Indian tourists head for Vienna
The number of Indians visiting Vienna has doubled over the last six years with the Austrian capital welcoming nearly 25,000 affluent Indians, said Vienna Tourist Board on Thursday.
The Vienna Tourist Board expects that in 2012 the Indian tourist night stays in local hotels will outgrow the record inflow of over 55,000 room nights in 2011.
Vienna, retaining the spot as the city offering the world's best quality of living for the fourth year in a row, looks at welcoming significantly larger number of Indian tourists in the coming years, according to a visiting Vienna Tourism Board official.
The numero uno rank, based on global HR advisory firm Mercer's Quality of Living index, was earned for the fourth year in a row. The index covering 221 cities, ranked against New York as the base city, makes Vienna an ideal tourist destination.
Europe boasts of having 15 of the world's top 25 cities offering the best quality of living. Vienna retains the highest-ranking for both the region and globally.
"By blending its unique imperial architectural heritage with a distinguished legacy of great artists and musicians like Mozart and Beethoven, Vienna offers one of Europe's most dynamic urban spaces," a Vienna Tourism Board official Verena Hable said during visit to the Indian capital.
"With Vienna emerging as a favoured destination by Indian tourists, we look to welcoming significantly larger inflow of tourists in the coming years," Hable said.
India-born Zubin Mehta has studied and lived in Vienna for many years.
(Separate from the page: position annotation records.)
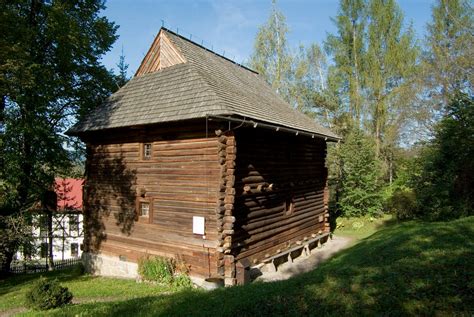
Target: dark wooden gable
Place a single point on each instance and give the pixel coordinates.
(161, 54)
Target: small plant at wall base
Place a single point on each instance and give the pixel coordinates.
(46, 294)
(164, 271)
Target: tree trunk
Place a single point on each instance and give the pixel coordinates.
(50, 241)
(5, 264)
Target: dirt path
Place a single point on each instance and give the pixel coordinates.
(306, 263)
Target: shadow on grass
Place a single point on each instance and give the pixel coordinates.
(18, 281)
(412, 268)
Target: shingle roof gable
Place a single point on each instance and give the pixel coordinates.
(206, 84)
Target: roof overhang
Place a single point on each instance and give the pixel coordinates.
(274, 127)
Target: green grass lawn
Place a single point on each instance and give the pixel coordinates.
(411, 268)
(362, 227)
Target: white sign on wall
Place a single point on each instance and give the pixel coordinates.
(198, 225)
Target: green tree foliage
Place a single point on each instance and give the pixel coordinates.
(391, 65)
(445, 188)
(271, 57)
(360, 173)
(348, 48)
(448, 63)
(122, 76)
(50, 74)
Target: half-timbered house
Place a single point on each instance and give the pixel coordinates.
(197, 157)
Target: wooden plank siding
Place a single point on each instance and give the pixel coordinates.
(180, 180)
(161, 54)
(281, 194)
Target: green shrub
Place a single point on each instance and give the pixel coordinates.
(360, 177)
(79, 269)
(156, 269)
(46, 294)
(182, 280)
(402, 204)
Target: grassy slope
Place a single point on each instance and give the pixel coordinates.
(410, 268)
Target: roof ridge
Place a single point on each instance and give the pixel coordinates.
(210, 51)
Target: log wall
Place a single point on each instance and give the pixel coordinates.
(281, 193)
(180, 180)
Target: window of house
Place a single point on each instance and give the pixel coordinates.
(44, 249)
(289, 205)
(144, 209)
(43, 225)
(147, 151)
(73, 224)
(74, 250)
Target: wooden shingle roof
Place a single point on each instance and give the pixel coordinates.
(205, 84)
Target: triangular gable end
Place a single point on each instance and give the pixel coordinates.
(161, 54)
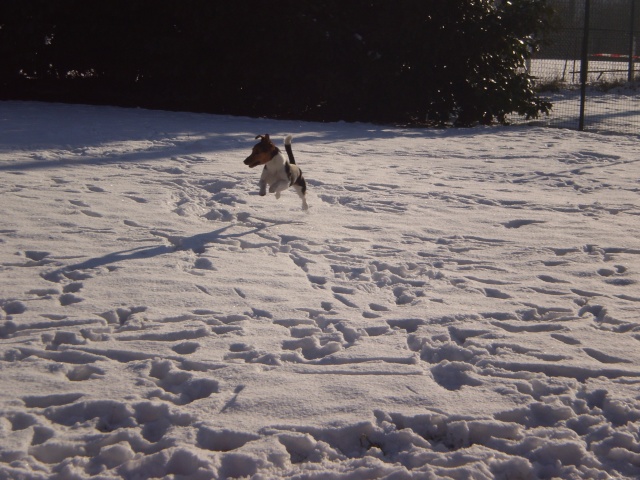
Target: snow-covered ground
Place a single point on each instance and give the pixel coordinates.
(455, 303)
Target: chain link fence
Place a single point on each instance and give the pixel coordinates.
(589, 66)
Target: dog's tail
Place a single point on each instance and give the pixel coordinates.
(287, 147)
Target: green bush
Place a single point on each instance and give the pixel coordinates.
(409, 61)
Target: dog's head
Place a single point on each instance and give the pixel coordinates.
(262, 152)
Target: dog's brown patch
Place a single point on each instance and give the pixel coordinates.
(262, 152)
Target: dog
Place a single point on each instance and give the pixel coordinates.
(278, 173)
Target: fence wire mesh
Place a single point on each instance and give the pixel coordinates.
(602, 36)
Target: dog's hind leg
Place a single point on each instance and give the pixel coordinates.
(279, 186)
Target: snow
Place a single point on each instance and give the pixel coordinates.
(454, 304)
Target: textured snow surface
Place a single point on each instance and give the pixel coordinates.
(454, 304)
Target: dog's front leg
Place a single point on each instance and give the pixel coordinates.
(263, 182)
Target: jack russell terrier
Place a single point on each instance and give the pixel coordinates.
(278, 173)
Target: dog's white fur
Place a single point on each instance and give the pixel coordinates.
(274, 175)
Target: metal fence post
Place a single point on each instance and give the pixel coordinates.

Even at his ripe age he conducts the Vienna Philharmonic Orchestra occasionally and each of his performances get a long applause, urging Mehta back on stage.
Tourists, especially those from India, like to include his well know maestro's performance to their itinerary, if he is playing during their stay.
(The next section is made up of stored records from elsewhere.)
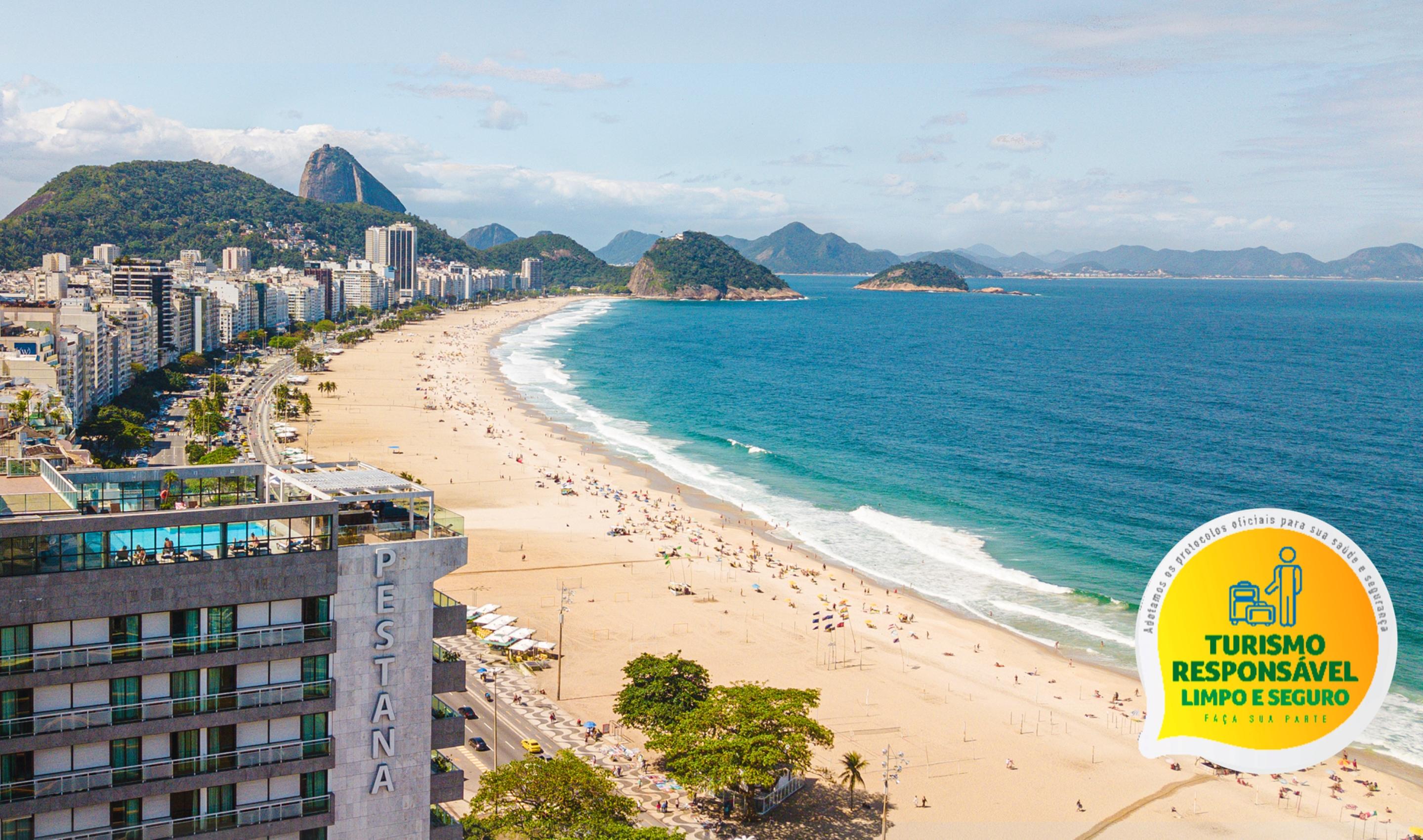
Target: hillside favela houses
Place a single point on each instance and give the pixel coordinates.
(75, 334)
(275, 680)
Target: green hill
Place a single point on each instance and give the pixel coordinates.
(701, 266)
(157, 208)
(919, 276)
(565, 262)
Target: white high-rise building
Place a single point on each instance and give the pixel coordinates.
(531, 274)
(237, 259)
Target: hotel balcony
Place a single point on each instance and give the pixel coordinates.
(447, 674)
(446, 779)
(446, 727)
(450, 616)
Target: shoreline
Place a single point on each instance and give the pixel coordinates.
(711, 504)
(625, 609)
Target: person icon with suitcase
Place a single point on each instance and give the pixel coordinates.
(1288, 583)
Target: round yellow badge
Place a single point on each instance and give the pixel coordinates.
(1265, 643)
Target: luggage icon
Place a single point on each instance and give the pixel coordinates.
(1246, 606)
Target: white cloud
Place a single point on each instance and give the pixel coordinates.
(1263, 224)
(550, 77)
(1021, 143)
(823, 157)
(955, 119)
(1015, 91)
(920, 157)
(503, 117)
(35, 146)
(450, 90)
(897, 185)
(969, 204)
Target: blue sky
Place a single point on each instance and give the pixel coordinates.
(1296, 125)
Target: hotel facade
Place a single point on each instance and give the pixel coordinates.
(225, 651)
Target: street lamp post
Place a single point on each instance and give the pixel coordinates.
(893, 765)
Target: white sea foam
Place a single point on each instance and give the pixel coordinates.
(951, 546)
(943, 563)
(1089, 626)
(748, 447)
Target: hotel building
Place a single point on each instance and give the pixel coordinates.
(225, 651)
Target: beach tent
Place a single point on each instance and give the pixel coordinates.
(500, 622)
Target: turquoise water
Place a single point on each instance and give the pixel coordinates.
(1024, 460)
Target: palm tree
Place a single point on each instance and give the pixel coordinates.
(850, 775)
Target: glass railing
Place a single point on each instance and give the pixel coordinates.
(397, 525)
(252, 815)
(103, 778)
(439, 710)
(163, 648)
(160, 710)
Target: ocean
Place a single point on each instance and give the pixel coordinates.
(1025, 461)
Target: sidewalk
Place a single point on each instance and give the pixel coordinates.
(534, 708)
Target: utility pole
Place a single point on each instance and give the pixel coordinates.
(564, 598)
(893, 765)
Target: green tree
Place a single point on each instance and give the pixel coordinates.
(537, 799)
(851, 772)
(659, 691)
(194, 361)
(743, 737)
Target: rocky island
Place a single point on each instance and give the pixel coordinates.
(699, 266)
(924, 278)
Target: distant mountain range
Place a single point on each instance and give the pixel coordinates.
(796, 249)
(489, 237)
(627, 248)
(335, 175)
(157, 208)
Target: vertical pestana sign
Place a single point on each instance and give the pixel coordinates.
(1265, 643)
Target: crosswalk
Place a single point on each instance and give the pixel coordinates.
(565, 734)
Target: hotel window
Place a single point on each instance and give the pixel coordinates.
(316, 610)
(222, 798)
(19, 829)
(314, 785)
(222, 681)
(125, 816)
(222, 624)
(16, 769)
(183, 806)
(15, 650)
(16, 707)
(125, 695)
(185, 630)
(184, 750)
(125, 755)
(125, 635)
(314, 729)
Most Indians visitors tend to cover Vienna, Budapest and Prague -all major cities of the former Habsburg Empire - described as the "Golden Triangle", by availing a common Schengen visa.
Pointing to similarities between Indian capital and the Austrian capital, Hable said just like Lutyen's Delhi, Vienna boasts of green spaces that cover over half its area and equally great outdoors.
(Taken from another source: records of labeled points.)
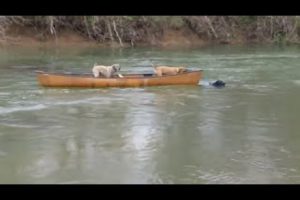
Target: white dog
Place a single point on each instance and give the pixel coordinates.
(106, 71)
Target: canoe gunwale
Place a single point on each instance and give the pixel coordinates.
(130, 76)
(128, 80)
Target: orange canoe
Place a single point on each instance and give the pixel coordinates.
(128, 80)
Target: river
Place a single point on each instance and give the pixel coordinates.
(247, 132)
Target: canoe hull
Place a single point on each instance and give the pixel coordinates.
(135, 80)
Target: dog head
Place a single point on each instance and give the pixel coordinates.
(116, 67)
(181, 69)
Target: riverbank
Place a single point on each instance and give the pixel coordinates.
(26, 37)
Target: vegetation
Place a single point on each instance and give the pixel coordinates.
(150, 29)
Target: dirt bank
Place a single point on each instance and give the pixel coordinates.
(25, 37)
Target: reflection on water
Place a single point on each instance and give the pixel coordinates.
(246, 132)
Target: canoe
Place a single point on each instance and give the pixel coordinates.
(128, 80)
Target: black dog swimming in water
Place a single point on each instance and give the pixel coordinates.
(218, 84)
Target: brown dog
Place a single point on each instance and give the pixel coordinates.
(167, 70)
(106, 71)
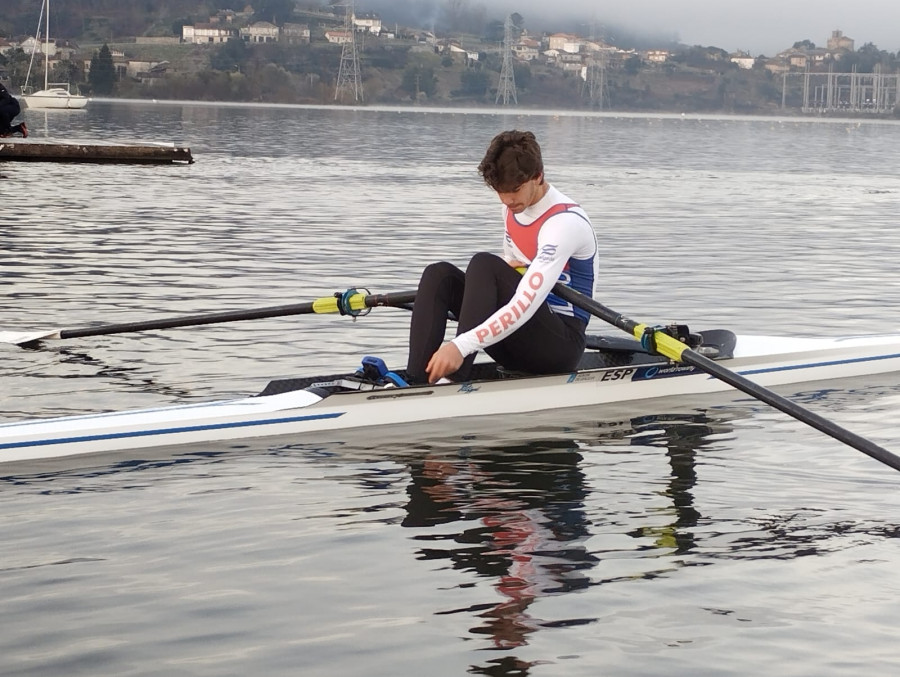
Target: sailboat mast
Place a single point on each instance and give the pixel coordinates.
(47, 45)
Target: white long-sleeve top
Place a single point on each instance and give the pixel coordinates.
(556, 238)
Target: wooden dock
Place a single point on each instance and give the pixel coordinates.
(76, 151)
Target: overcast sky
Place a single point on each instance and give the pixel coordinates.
(756, 26)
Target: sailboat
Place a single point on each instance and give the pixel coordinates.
(54, 94)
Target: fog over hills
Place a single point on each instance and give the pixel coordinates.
(759, 27)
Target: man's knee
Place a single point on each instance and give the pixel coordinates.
(485, 262)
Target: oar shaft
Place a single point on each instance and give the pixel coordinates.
(790, 408)
(676, 350)
(328, 304)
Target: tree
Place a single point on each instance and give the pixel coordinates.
(419, 79)
(230, 56)
(275, 11)
(102, 75)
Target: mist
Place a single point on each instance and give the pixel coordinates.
(761, 27)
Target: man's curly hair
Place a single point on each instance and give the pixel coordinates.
(512, 159)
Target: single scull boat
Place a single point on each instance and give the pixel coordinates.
(613, 370)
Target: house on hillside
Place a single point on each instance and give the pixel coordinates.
(656, 56)
(527, 49)
(295, 34)
(259, 32)
(367, 22)
(206, 34)
(339, 37)
(565, 42)
(838, 41)
(743, 60)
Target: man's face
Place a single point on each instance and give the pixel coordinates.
(524, 196)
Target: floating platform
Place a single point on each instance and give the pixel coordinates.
(76, 151)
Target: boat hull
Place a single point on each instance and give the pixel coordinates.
(55, 99)
(768, 361)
The countless meadows, trees, parks, gardens, roadside verges, balconies and green rooftops provide a constant, yet ever-changing palette of blossoming flowers, she said.
Vienna, an unusually green capital city with the undulating river Danube, is home to 200 million bees in over 5,300 bee habitations tended by hundreds of urban beekeepers.
There are beehives on the roof of the Vienna State Opera, the Burgtheater and the Secession, the Museum of Natural History, and on the terraces of the Municipal Hospital.
Bees even live on the roof of the InterContinental Hotel. Honey lovers will find countless specialist stores carrying products made from the fruits of bees' labour.
Viennese Cuisine, the only cuisine in the world to be named after a city, draws on influences from various countries. A typical Viennese dining establishment, the down-to-earth, cozy and traditional bistro, makes its mark on a booming restaurant scene.
The vast variety of sweets--both hot and cold -- can be starters or desserts and they tempt the proverbial sweet tooth of Indian tourists. Vienna and wine are inextricably linked as Vienna is the only metropolis in the world to cultivate an appreciable wine-growing industry within its city limits.
Several homely taverns serve fine wine and buffet food. Vineyard tours allow a first-hand experience of vineyards and wine cellars, Hable added.
Vienna can be explored in the comfort of boats that ply in the Danube Canal and Danube River. Aboard these boats the tourists can treat themselves to delicacies of Viennese cuisine.
Vienna is conveniently connected with Delhi with an 8-hour direct flight operated by Austrian Airlines and Air India 5 times a week. Most other international airlines also offer easy connectivity.